The proposal, among tentative cost-reduction moves announced by Defense Secretary Dick Cheney earlier this year, also contemplates relocation of the Aerospace Corp., a 4,000-employee research and development center in El Segundo that works closely with the Space Systems Division.

The proposal comes as some local aerospace firms, hit by defense cuts, are shifting operations to less-costly communities. This has raised fears that the Air Force’s departure would accelerate the trend.

It has also galvanized local business leaders who believe the Los Angeles area should do more to protect its high-tech industries--assets, they say, it has foolishly taken for granted.

“It’s a new ballgame,” said James Miscoll, vice chairman of Bank of America and chairman of the Los Angeles Area Chamber of Commerce. “We have to be willing to cut some deals to keep these people here. We can’t keep saying we don’t have to make deals because in California the sun shines every day.”

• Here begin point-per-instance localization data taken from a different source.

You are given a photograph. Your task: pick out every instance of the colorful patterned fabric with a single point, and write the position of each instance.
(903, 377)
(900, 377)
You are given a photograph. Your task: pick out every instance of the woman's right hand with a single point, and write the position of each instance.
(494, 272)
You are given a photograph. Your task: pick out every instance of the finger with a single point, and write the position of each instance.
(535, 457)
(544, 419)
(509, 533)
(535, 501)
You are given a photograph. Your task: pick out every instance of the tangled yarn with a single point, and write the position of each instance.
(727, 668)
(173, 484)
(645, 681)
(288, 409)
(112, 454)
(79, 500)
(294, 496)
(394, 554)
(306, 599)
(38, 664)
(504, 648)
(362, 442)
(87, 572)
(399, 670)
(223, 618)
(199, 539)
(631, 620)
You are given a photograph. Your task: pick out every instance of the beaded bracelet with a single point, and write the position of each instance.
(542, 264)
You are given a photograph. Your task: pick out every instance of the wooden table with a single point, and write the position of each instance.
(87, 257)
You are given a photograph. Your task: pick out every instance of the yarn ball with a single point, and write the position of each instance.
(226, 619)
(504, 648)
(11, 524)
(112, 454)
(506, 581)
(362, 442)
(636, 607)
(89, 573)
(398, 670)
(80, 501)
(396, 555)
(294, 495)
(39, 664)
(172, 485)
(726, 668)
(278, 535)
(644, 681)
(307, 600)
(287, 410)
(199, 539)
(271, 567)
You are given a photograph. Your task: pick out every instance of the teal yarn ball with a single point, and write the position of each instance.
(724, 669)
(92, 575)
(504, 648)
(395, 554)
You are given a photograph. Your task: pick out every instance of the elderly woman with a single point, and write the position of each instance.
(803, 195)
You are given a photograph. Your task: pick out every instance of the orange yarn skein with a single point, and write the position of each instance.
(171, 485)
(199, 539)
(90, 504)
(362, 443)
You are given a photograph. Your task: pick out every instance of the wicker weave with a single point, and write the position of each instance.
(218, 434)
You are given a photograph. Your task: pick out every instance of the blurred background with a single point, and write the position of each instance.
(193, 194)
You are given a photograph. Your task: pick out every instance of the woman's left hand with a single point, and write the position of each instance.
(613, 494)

Los Angeles Air Force Base is among seven domestic air bases the Pentagon is studying for closure to help trim the defense budget. The others: Bergstrom Air Force Base in Texas, Eaker Air Force Base in Arkansas, Myrtle Beach Air Force Base in South Carolina, England Air Force Base in Louisiana, Wurtsmith Air Force Base in Michigan and Davis Monthan Air Force Base in Arizona. Cheney and Air Force Secretary Donald Rice are expected to make final recommendations on all seven bases in December. Options include moving only part of the space division. A decision to close Los Angeles Air Force Base outright would require the approval of Congress.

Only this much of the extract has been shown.